One person predicting the future is prophecy, but thousands together is economics.
As Super Tuesday, when over 20 states will vote in this year’s presidential primaries, approaches, the concept of using prediction markets instead of polls to forecast electoral outcomes is gaining credence among economists at Yale and other universities.
“So far, prediction markets have beaten polls in every large-scale comparison” and may one day replace traditional polls, Justin Wolfers, an assistant professor at the Wharton School at the University of Pennsylvania, said in an e-mail.

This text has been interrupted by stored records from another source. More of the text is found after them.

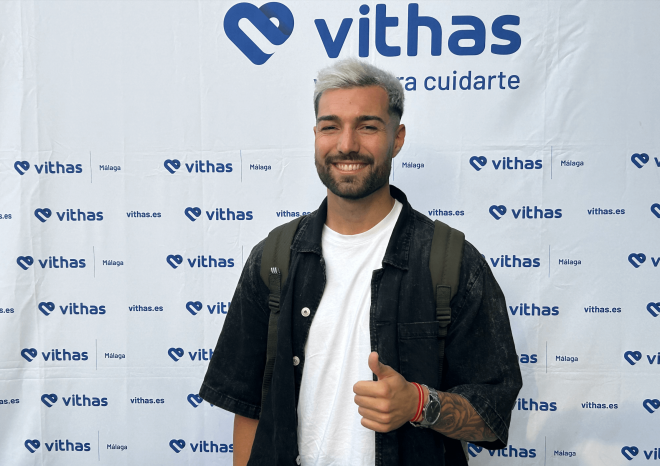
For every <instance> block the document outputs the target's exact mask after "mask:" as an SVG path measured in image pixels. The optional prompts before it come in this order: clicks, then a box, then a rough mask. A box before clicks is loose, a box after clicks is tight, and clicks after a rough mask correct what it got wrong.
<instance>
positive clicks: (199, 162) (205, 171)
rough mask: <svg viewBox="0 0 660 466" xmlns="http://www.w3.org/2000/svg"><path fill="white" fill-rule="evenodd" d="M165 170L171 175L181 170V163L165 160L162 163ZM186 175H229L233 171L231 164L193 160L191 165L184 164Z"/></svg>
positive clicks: (177, 160) (180, 161) (178, 160)
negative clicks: (228, 173)
mask: <svg viewBox="0 0 660 466" xmlns="http://www.w3.org/2000/svg"><path fill="white" fill-rule="evenodd" d="M163 166H164V167H165V170H167V171H168V172H170V173H171V174H172V175H174V174H175V173H176V171H177V170H178V169H179V168H181V161H180V160H178V159H167V160H165V162H164V163H163ZM184 166H185V168H186V171H187V172H188V173H231V172H232V171H234V169H233V167H232V166H231V163H221V162H211V161H210V160H195V161H194V162H193V163H184Z"/></svg>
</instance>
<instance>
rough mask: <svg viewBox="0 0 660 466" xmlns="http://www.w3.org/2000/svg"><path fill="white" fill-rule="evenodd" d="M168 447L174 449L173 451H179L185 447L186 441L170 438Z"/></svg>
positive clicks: (182, 449) (178, 451) (176, 451)
mask: <svg viewBox="0 0 660 466" xmlns="http://www.w3.org/2000/svg"><path fill="white" fill-rule="evenodd" d="M170 448H171V449H172V450H174V453H179V452H180V451H181V450H183V449H184V448H186V441H185V440H183V439H178V440H177V439H172V440H170Z"/></svg>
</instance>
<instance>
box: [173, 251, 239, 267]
mask: <svg viewBox="0 0 660 466" xmlns="http://www.w3.org/2000/svg"><path fill="white" fill-rule="evenodd" d="M166 261H167V263H168V264H169V266H170V267H172V268H173V269H176V268H178V267H179V266H180V265H181V264H183V256H181V255H180V254H170V255H168V256H167V258H166ZM186 262H187V263H188V266H189V267H191V268H195V267H197V268H200V267H201V268H209V267H210V268H223V267H233V266H234V259H231V258H230V259H225V258H222V257H218V258H215V257H212V256H211V255H210V254H209V255H208V256H197V257H196V258H193V259H186Z"/></svg>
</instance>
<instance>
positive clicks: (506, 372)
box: [199, 187, 522, 466]
mask: <svg viewBox="0 0 660 466" xmlns="http://www.w3.org/2000/svg"><path fill="white" fill-rule="evenodd" d="M391 194H392V196H393V197H394V198H396V199H397V200H399V201H400V202H401V203H402V204H403V209H402V211H401V214H400V216H399V219H398V220H397V223H396V225H395V227H394V231H393V232H392V236H391V238H390V241H389V244H388V246H387V250H386V252H385V256H384V258H383V267H382V268H381V269H378V270H375V271H374V272H373V274H372V279H371V310H370V324H369V328H370V333H371V349H372V351H377V352H378V354H379V357H380V360H381V362H382V363H384V364H387V365H389V366H391V367H392V368H394V369H395V370H396V371H398V372H399V373H401V374H402V375H403V376H404V377H405V378H406V380H408V381H411V382H418V383H423V384H426V385H428V386H430V387H434V388H437V389H439V390H442V391H446V392H451V393H457V394H459V395H461V396H463V397H465V398H466V399H467V400H468V401H469V402H470V404H471V405H472V406H473V407H474V408H475V410H476V411H477V413H478V414H479V415H480V416H481V417H482V418H483V420H484V421H485V422H486V424H487V425H488V427H490V429H491V430H492V431H493V432H494V433H495V434H496V435H497V438H498V440H496V441H495V442H474V443H476V444H477V445H480V446H484V447H487V448H489V449H497V448H502V447H504V446H505V445H506V443H507V438H508V428H509V423H510V420H511V410H512V409H513V406H514V404H515V401H516V396H517V395H518V392H519V390H520V388H521V387H522V378H521V375H520V368H519V366H518V358H517V355H516V349H515V346H514V343H513V337H512V335H511V328H510V326H509V318H508V315H507V312H506V303H505V300H504V295H503V294H502V291H501V290H500V287H499V286H498V284H497V282H496V281H495V278H494V277H493V274H492V272H491V270H490V268H489V267H488V264H487V263H486V261H485V260H484V258H483V257H482V256H481V254H479V252H478V251H477V250H476V249H475V248H474V246H472V245H471V244H470V243H469V242H467V241H466V242H465V248H464V252H463V261H462V264H461V275H460V283H459V288H458V292H457V294H456V296H454V298H453V299H452V301H451V308H452V323H451V325H450V326H449V331H448V334H447V340H446V351H445V361H444V369H443V376H442V380H439V379H440V377H439V371H438V368H439V349H438V339H437V335H438V323H437V322H436V320H435V302H434V299H433V293H432V286H431V273H430V271H429V265H428V264H429V255H430V248H431V239H432V237H433V222H432V221H431V220H430V219H428V218H427V217H426V216H424V215H422V214H420V213H419V212H417V211H415V210H413V209H412V207H411V206H410V204H409V203H408V201H407V199H406V196H405V195H404V194H403V192H401V191H400V190H399V189H397V188H395V187H391ZM326 214H327V200H324V201H323V203H322V204H321V207H320V208H319V209H318V210H317V211H315V212H313V213H311V214H309V215H308V216H306V217H305V218H303V219H302V220H301V222H300V225H299V227H298V231H297V233H296V235H295V237H294V240H293V243H292V245H291V264H290V267H289V270H290V272H289V278H288V280H287V283H286V284H285V285H284V287H283V289H282V300H281V311H280V312H281V315H280V318H279V325H278V348H277V356H276V360H275V367H274V371H273V380H272V384H271V388H270V391H269V393H268V396H267V398H266V399H265V401H264V406H263V407H262V406H261V383H262V379H263V374H264V366H265V361H266V336H267V332H268V317H269V313H270V310H269V308H268V287H267V286H266V285H265V284H264V283H263V281H262V280H261V277H260V266H261V254H262V251H263V246H264V241H262V242H260V243H259V244H257V245H256V246H255V247H254V249H253V250H252V252H251V254H250V257H249V258H248V260H247V262H246V263H245V267H244V268H243V272H242V274H241V278H240V280H239V282H238V286H237V288H236V292H235V294H234V297H233V299H232V301H231V307H230V309H229V311H228V314H227V317H226V320H225V323H224V327H223V328H222V332H221V334H220V338H219V339H218V344H217V346H216V349H215V351H214V353H213V357H212V359H211V361H210V363H209V368H208V371H207V373H206V377H205V379H204V383H203V384H202V388H201V390H200V392H199V394H200V396H201V397H202V398H204V399H205V400H206V401H208V402H209V403H211V404H213V405H216V406H219V407H221V408H224V409H226V410H228V411H231V412H233V413H235V414H239V415H241V416H245V417H248V418H253V419H259V425H258V428H257V432H256V435H255V440H254V445H253V447H252V453H251V456H250V461H249V463H248V464H249V465H250V466H255V465H290V466H294V465H296V458H297V457H298V441H297V425H298V424H297V423H298V420H297V412H296V408H297V405H298V395H299V391H300V382H301V380H302V372H303V370H304V368H305V342H306V340H307V336H308V335H309V328H310V326H311V323H312V320H313V318H314V315H315V312H316V310H317V308H318V306H319V303H320V301H321V296H322V295H323V290H324V288H325V264H324V261H323V255H322V251H321V233H322V231H323V225H324V223H325V218H326ZM304 307H307V308H309V309H310V311H311V314H310V315H309V316H308V317H305V316H303V315H302V314H301V309H302V308H304ZM339 312H340V311H338V315H337V318H341V315H340V313H339ZM294 356H297V357H298V358H299V359H300V363H299V364H298V365H297V366H294V365H293V357H294ZM365 364H366V361H365ZM355 409H357V406H356V407H355ZM375 449H376V466H389V465H410V466H413V465H414V466H419V465H420V464H435V465H443V464H446V465H466V464H467V461H466V458H465V455H464V453H463V449H462V447H461V444H460V442H459V441H457V440H453V439H449V438H447V437H445V436H443V435H442V434H440V433H438V432H435V431H433V430H431V429H423V428H415V427H413V426H411V425H410V424H409V423H405V424H404V425H403V426H401V427H400V428H398V429H396V430H394V431H392V432H388V433H385V434H382V433H376V445H375Z"/></svg>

Prediction markets apply the wisdom of crowds to elections, business, the economy and even humanitarian aid to predict the future by creating monetary incentives for participants to collect relevant information and apply it to speculate about an outcome.

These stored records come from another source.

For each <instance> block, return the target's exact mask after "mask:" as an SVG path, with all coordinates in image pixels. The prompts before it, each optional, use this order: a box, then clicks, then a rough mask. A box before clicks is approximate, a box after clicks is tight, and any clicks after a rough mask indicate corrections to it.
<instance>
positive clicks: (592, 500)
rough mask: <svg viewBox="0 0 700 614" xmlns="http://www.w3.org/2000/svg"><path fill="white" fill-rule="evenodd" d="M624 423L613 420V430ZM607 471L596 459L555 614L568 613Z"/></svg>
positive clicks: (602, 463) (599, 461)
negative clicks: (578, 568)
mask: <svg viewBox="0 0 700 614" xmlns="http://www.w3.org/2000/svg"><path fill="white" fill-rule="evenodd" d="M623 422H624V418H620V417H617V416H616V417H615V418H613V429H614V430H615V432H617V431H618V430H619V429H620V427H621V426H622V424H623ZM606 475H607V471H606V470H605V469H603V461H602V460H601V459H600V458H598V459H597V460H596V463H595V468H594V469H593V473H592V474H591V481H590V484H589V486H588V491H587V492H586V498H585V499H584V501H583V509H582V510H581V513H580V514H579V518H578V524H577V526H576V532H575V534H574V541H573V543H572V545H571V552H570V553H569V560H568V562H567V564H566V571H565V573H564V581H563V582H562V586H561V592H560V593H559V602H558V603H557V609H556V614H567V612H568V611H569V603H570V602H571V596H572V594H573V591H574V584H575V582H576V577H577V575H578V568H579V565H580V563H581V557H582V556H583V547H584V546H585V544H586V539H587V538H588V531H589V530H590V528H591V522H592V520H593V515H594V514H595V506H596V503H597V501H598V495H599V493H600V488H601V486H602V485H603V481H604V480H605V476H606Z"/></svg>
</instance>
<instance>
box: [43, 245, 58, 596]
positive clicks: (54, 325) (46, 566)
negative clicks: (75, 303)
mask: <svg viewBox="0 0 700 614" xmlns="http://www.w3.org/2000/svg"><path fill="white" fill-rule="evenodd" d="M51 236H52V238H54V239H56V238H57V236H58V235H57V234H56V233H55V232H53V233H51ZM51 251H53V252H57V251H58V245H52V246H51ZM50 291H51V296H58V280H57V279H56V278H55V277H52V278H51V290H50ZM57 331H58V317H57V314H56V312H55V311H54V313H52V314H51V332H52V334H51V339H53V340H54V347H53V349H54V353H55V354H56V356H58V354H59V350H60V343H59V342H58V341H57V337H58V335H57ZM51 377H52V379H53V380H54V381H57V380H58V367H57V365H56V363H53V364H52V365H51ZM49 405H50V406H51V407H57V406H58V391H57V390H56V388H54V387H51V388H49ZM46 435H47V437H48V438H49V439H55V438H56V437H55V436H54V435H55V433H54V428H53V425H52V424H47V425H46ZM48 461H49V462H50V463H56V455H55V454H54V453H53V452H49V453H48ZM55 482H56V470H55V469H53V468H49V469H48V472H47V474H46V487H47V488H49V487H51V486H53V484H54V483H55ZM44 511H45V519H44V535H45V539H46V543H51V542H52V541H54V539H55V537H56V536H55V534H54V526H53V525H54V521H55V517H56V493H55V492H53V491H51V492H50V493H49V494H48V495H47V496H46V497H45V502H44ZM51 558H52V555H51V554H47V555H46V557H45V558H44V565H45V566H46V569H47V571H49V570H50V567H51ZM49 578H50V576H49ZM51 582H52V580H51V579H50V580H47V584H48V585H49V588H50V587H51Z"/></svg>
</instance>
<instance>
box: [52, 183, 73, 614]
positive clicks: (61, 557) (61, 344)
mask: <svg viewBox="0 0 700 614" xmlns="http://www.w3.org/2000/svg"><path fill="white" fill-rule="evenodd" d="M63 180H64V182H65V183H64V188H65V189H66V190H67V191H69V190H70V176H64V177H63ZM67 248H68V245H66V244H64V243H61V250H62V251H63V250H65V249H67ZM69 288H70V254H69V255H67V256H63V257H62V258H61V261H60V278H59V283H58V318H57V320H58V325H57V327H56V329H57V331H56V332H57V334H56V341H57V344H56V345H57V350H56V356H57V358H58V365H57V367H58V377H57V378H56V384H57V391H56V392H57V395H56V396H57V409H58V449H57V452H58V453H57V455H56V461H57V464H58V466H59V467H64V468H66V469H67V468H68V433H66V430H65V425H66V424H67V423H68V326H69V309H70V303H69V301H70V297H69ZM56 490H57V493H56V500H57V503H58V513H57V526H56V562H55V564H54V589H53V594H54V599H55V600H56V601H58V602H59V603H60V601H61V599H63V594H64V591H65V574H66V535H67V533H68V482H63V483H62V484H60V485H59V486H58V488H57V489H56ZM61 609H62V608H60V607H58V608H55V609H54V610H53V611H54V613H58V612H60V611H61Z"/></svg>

Prediction markets have skyrocketed in popularity since the beginning of the campaign season. CNN recently opened its own political-prediction market, which allows participants to place bets on questions ranging from “Who will be the Republican nominee for president in 2008?” to “Who will win the Georgia Republican primary?”
But experts are skeptical of CNN’s market because it does not allow participants to put money behind their wagers, said Yale Economics professor Ray Fair, who has written about the usefulness of markets in predicting elections.
Other Web sites do allow users to bet money on outcomes. Intrade, which currently runs many of the most popular markets, usually offers $50 contracts, promising to pay out $100 if the prediction attached to the contract turns out correctly. The contracts are then traded on an open market among the users of the Web site.
The price of the security is also the probability assigned to a positive outcome. For example, McCain’s Florida security was trading at $55 dollars when polls opened, while Romney’s was at $45; the market predicted that McCain had a 55-percent chance of winning. By 6 p.m. on the day of the primary, two full hours before polls closed in Florida, McCain had an 80-percent chance of winning.
Although some pollsters had deemed the Florida race too close to call, Intrade’s market accurately predicted a McCain victory.
Prediction markets may often beat polls, but they are not perfect. Like pollsters and pundits, they predicted that Senator Hillary Clinton LAW ’73 had a one-in-10 chance of winning the Jan. 9 New Hampshire primary, in which she eventually emerged victorious.
Once a candidate is sworn in as president, prediction markets may be able to help him or her make policy decisions. In his recent book “Information Markets: A New Way of Making Decisions,” Paul Tetlock, a visiting professor at the Yale School of Management, argued these markets can be used to select the most effective ways to improve health care.
“We don’t know how effective a particular program, such as a vaccination program for children, will be before we implement it,” Tetlock wrote in an e-mail. “Prediction markets, based on the outcomes of policy programs … can help policy makers direct their resources to the programs with the best chances of success.”
As of Sunday evening, Intrade’s markets gave Clinton a 60-percent chance of receiving the Democratic nomination for president and assigned McCain a 90-percent chance of becoming the Republican nominee.